Il ne s’agit pas du premier échange avec le CMA mais pour toi, Here, oui…
Here : « C’est une première exposition en Nouvelle-Zélande mais ce sont aussi des retrouvailles avec les autres artistes qui participent à cette exposition collective. J’ai eu l’occasion de les rencontrer en 2017 lors du Pūtahi 5 au Centre des métiers d’art et ensuite, en 2018, lors du Pūtahi 6 aux Îles Cook. J’étais à cette époque en formation au CMA. »
En quoi est-il important d’avoir ce type d’échange et de partage ?
Here : « C’est à leur contact que je me suis rencontrée et que j’ai su que le chemin que je me trace est bien celui qui me convient. Ne ressortent de ces rencontres
que de la joie, du partage et l’envie de recommencer. »
TD : « Nos amitiés et cette exposition qui en est l’expression résultent de cette envie et se besoin de créer, de tracer ou plutôt de recréer et de retracer des chemins pour nous mais aussi pour les générations à venir en tant qu’Océaniens. Nous sommes des maillons d’une longue chaine et nous devons assurer le fait que demeure ce sentiment de continuité de nos histoires tressées, entrelacées dans le domaine artistique notamment. »
Qu’est-ce que ces échanges apportent ?
Here : « C’est toujours une belle expérience de partager avec les artistes du Pacifique. Échanger sur notre culture et nos créations me fait me rendre compte que nous sommes très similaires en dépit de nos différents moyens d’expression ou de langues.
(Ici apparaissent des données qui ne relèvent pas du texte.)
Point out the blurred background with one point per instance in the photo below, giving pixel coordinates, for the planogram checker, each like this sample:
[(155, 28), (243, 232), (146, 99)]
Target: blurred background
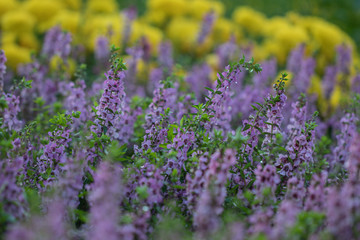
[(344, 13), (267, 29)]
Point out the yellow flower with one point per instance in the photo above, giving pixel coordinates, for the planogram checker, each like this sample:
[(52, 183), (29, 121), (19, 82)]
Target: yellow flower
[(72, 4), (326, 35), (16, 55), (101, 6), (252, 21), (152, 34), (43, 10), (223, 30), (99, 25), (198, 8), (183, 32), (17, 21), (289, 78), (28, 40), (213, 61), (155, 17), (169, 7), (7, 5), (336, 97), (68, 20), (57, 64)]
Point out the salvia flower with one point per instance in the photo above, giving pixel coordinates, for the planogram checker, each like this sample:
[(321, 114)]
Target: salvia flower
[(51, 225), (11, 194), (348, 129), (57, 43), (210, 204), (165, 57), (10, 113), (2, 69), (315, 197), (105, 198), (265, 178)]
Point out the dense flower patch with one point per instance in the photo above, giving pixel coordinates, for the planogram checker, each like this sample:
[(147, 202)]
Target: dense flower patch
[(167, 152)]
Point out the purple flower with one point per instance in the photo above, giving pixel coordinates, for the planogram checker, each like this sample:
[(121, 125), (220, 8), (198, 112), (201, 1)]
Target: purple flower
[(343, 58), (348, 129), (209, 205), (355, 84), (11, 194), (76, 101), (165, 57), (285, 218), (129, 17), (57, 43), (315, 197), (102, 52), (2, 69), (105, 198), (329, 80), (266, 177), (352, 163), (10, 113), (51, 225)]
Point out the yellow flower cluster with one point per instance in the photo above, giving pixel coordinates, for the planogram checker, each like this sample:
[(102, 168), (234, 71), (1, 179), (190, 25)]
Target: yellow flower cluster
[(177, 20)]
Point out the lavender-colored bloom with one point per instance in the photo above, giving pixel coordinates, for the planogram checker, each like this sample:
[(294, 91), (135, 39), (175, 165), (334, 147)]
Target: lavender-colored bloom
[(302, 68), (267, 74), (220, 105), (196, 184), (252, 133), (343, 58), (151, 177), (11, 194), (155, 134), (227, 52), (52, 225), (206, 27), (315, 198), (70, 182), (76, 101), (156, 76), (136, 54), (355, 84), (338, 214), (236, 231), (10, 113), (266, 177), (329, 80), (57, 43), (165, 57), (352, 163), (54, 156), (260, 222), (296, 190), (111, 102), (274, 117), (348, 129), (105, 198), (102, 52), (284, 219), (302, 79), (298, 118), (209, 206), (2, 69), (198, 79), (129, 17)]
Je ressens comme une pensée et une mémoire collective lorsque nous échangeons. »
TD : « L’Océanie, c’est nous. L’Océanie est en nous, je paraphrase Epeli Hauofa. Nous devons reconstruire nos chemins, les uns vers les autres. L’Océanie, à travers ses artistes doit se lever, proposer une scène artistique de niveau international comme il en existe en Europe, aux États-Unis ou en Asie. Sa voix et son message, comme ceux de nos penseurs locaux de dimensions océaniennes et internationales, doivent être vus et résonner dans tous les espaces de notre océan, de nos îles, du fond de l’océan jusque dans l’espace aérien et au-delà. »
Quelle est la suite envisagée ?
Here : « Tenter de continuer ce genre de rassemblement et maintenir ce lien entre les peuples de l’océan. »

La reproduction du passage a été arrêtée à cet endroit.